As already discussed, moving data between tiers is expensive and should be kept to a minimum. Static data pooling tiering solutions are not as agile as required when it comes to today’s more virtualised workloads, where active I/O data could change daily or hourly. Moving data on a weekly or monthly basis means these solutions are always playing catch-up. It is much better to either capture the increased I/O activity when it starts, or to sample and move more often.

Dell’s Compellent storage architecture ensures that all write I/O hits Tier 1 SSD flash as a default using a feature called Automated Tiered Storage. If that page stays active, then it can remain in tier 1 fast media. If the page becomes inactive, it is aged to a lower tier of storage, typically within 24 hours.

Tintri uses a similar methodology, called Flash First, in its hybrid flash arrays. Data is always written to flash and only evicted to disk once the data becomes cold, or inactive.

DotHill (recently acquired by Seagate) has used a more proactive approach in its tiering implementation, known as RealTier. The RealTier algorithms use three processes to determine data placement across tiers: scoring, to keep track of I/O or ranking every block or page of data; scanning, to identify candidate pages to move between tiers; and sorting, the process of actually moving pages.

Scanning and sorting occur every five seconds, with only a minimal amount of data moved in each cycle.

4 Issues with storage tiering

Allowing the storage array to make all the decisions on data movement makes sense from a general point of view, but there are times when this approach may have its problems.

There may be justifiable reasons to pin some application data permanently to one tier or another. For example, a critical application may need to be able to always guarantee response time or an archive application may never need to write to flash storage. Exceptions must be catered for within tiering policy definitions, rather than assuming that active/inactive or the “hot/cold” status of data should dictate location.

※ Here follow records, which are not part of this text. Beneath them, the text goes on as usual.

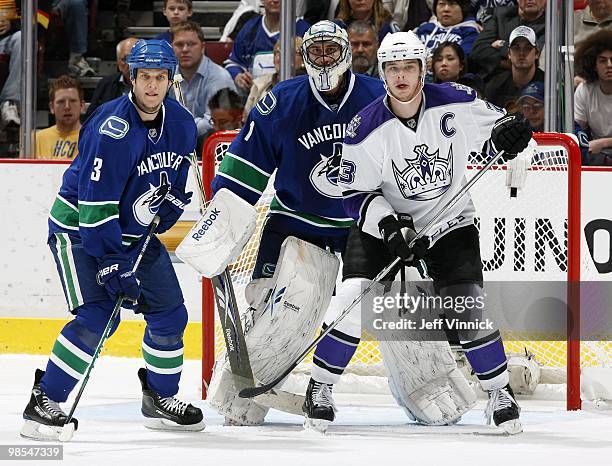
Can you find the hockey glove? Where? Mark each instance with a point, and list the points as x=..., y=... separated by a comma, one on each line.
x=511, y=134
x=397, y=233
x=116, y=275
x=172, y=208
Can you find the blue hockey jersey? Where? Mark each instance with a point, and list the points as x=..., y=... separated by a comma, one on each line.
x=115, y=185
x=294, y=131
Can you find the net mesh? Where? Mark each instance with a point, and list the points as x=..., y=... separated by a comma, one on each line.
x=523, y=238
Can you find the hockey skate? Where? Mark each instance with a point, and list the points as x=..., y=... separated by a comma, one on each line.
x=168, y=413
x=319, y=407
x=504, y=410
x=43, y=417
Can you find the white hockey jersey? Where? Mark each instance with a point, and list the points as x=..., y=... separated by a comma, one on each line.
x=388, y=168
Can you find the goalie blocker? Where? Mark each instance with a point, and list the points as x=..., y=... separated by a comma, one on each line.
x=284, y=314
x=220, y=235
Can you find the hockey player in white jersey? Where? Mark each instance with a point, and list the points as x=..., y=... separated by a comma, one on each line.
x=404, y=157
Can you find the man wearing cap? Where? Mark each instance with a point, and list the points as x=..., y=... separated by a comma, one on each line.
x=596, y=16
x=505, y=87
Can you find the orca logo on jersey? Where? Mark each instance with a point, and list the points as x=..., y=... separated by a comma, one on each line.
x=147, y=205
x=266, y=104
x=324, y=175
x=114, y=127
x=427, y=176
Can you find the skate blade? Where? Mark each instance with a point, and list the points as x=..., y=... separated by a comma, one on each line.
x=36, y=431
x=316, y=425
x=155, y=423
x=511, y=427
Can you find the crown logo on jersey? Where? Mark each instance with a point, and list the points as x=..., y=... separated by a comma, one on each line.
x=324, y=175
x=351, y=129
x=427, y=176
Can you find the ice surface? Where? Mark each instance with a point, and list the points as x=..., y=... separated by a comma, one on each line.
x=369, y=430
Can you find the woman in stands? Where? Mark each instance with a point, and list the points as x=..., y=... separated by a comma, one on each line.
x=372, y=11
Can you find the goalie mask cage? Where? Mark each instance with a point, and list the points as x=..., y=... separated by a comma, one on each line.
x=533, y=237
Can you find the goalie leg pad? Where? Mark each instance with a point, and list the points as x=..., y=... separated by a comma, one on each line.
x=287, y=310
x=223, y=396
x=287, y=320
x=220, y=234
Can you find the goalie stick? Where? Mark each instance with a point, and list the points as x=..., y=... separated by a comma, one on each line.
x=69, y=426
x=223, y=289
x=255, y=391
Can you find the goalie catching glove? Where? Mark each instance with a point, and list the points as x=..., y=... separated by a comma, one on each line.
x=511, y=134
x=172, y=208
x=397, y=233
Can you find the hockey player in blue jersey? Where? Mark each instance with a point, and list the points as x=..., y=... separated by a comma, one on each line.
x=403, y=158
x=296, y=131
x=132, y=165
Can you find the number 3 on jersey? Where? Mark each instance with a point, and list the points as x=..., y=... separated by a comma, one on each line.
x=95, y=174
x=347, y=172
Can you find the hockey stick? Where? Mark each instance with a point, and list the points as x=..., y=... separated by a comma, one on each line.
x=254, y=391
x=69, y=427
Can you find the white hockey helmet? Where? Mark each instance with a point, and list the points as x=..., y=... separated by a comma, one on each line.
x=326, y=77
x=401, y=46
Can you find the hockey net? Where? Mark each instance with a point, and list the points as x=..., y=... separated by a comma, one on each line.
x=533, y=237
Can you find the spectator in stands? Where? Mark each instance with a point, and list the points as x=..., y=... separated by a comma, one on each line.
x=474, y=81
x=252, y=54
x=504, y=88
x=117, y=84
x=597, y=15
x=266, y=82
x=452, y=23
x=10, y=44
x=201, y=77
x=483, y=10
x=490, y=51
x=175, y=11
x=448, y=62
x=226, y=109
x=66, y=103
x=74, y=17
x=364, y=45
x=372, y=11
x=593, y=99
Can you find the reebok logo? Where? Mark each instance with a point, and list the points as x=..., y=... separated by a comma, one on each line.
x=106, y=271
x=206, y=224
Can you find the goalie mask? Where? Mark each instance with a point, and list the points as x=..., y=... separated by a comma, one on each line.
x=327, y=54
x=402, y=46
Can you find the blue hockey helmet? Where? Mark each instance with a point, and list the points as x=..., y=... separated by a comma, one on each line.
x=152, y=53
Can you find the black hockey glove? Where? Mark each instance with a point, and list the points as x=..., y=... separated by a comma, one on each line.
x=116, y=275
x=511, y=134
x=397, y=233
x=172, y=208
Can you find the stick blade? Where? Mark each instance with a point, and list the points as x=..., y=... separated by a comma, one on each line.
x=251, y=392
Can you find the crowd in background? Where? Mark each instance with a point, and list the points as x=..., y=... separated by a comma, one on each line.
x=494, y=46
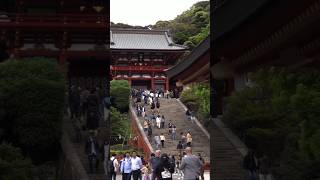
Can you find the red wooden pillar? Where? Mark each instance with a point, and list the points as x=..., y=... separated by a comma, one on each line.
x=152, y=84
x=130, y=81
x=62, y=59
x=167, y=84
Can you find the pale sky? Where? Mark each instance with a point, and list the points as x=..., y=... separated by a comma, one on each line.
x=146, y=12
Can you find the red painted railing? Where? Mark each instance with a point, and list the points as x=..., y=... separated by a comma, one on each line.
x=137, y=68
x=140, y=140
x=15, y=19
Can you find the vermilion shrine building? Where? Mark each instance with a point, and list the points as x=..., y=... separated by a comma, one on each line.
x=74, y=32
x=142, y=56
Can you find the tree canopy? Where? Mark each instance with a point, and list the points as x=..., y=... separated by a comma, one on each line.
x=189, y=28
x=279, y=116
x=32, y=92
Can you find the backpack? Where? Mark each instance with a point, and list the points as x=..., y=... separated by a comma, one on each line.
x=111, y=166
x=171, y=166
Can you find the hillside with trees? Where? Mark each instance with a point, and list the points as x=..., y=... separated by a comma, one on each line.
x=188, y=28
x=278, y=115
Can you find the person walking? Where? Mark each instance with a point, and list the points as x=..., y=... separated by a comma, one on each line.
x=191, y=165
x=173, y=132
x=157, y=141
x=113, y=167
x=136, y=166
x=192, y=116
x=150, y=133
x=126, y=167
x=178, y=162
x=162, y=120
x=154, y=162
x=189, y=139
x=145, y=125
x=164, y=171
x=163, y=139
x=183, y=140
x=146, y=170
x=264, y=168
x=92, y=150
x=143, y=110
x=249, y=163
x=180, y=147
x=202, y=168
x=158, y=121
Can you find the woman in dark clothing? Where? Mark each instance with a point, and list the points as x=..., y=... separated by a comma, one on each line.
x=162, y=171
x=249, y=163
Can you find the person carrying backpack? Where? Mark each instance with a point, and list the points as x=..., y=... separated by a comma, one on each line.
x=113, y=167
x=164, y=170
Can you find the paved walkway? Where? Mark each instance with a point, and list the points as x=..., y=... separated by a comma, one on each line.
x=174, y=176
x=172, y=110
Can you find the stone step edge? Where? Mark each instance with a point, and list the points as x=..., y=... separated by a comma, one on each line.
x=196, y=120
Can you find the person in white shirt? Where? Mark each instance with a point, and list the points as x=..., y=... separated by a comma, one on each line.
x=114, y=167
x=162, y=138
x=126, y=167
x=158, y=121
x=136, y=166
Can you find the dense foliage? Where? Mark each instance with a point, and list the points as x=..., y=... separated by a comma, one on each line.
x=197, y=98
x=279, y=116
x=189, y=28
x=120, y=91
x=13, y=165
x=120, y=123
x=32, y=92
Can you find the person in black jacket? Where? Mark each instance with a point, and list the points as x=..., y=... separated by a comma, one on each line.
x=164, y=170
x=92, y=149
x=249, y=163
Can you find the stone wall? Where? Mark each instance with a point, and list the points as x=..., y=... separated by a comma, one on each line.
x=140, y=140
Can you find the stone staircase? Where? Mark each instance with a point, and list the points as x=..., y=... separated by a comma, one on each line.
x=80, y=150
x=226, y=157
x=172, y=110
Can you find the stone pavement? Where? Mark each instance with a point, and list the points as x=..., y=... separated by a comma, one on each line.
x=174, y=176
x=174, y=112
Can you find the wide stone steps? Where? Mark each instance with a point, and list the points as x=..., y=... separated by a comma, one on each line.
x=174, y=112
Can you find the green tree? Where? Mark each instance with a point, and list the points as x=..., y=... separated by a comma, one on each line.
x=13, y=165
x=190, y=27
x=278, y=116
x=33, y=94
x=197, y=97
x=120, y=123
x=120, y=91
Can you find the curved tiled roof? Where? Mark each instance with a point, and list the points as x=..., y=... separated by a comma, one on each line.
x=142, y=39
x=188, y=61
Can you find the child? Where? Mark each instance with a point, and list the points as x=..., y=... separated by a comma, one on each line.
x=146, y=172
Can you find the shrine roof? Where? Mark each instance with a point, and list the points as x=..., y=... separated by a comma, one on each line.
x=191, y=59
x=143, y=39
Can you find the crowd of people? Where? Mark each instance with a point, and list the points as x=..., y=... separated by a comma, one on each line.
x=87, y=109
x=144, y=99
x=161, y=166
x=257, y=165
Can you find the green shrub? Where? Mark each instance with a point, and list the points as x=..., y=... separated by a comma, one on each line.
x=279, y=116
x=33, y=92
x=197, y=98
x=13, y=165
x=120, y=123
x=120, y=91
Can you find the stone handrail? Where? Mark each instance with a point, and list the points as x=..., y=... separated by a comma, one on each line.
x=73, y=168
x=196, y=120
x=142, y=140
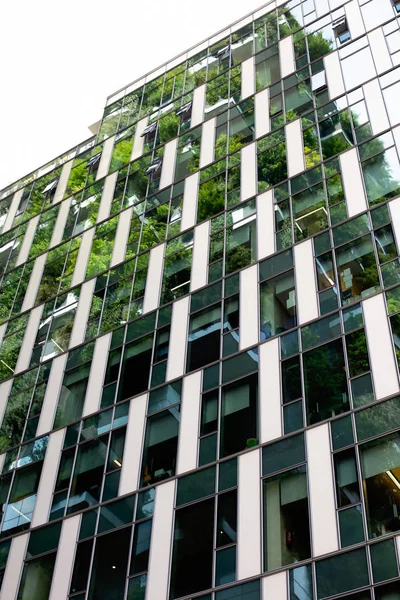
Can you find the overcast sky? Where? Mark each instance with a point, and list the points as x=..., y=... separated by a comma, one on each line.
x=60, y=60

There are also other issues that may be experienced with automated tiering that must be carefully considered. For example, some workloads are time-specific, in that they become active at a particular time of day, week or month. A slow-responding tiering algorithm may cause problems for these applications when data is not moved to the performance tier quickly enough.

There is also the issue of managing contention between applications. Tiering effectively introduces competition between applications for the faster storage tiers. Without adequate telemetry, it may be hard to spot a shortage of resources in one tier that results in application performance issues across the storage infrastructure.

5 A holistic view is required

We should conclude by stating that tiering is only one feature of modern storage arrays that also deliver performance improvements through caching and data optimisation, through thin provisioning, compression and data deduplication.

All these features are intrinsically linked within the architecture, making it difficult to isolate tiering as the only cost-saving and performance-enhancing solution.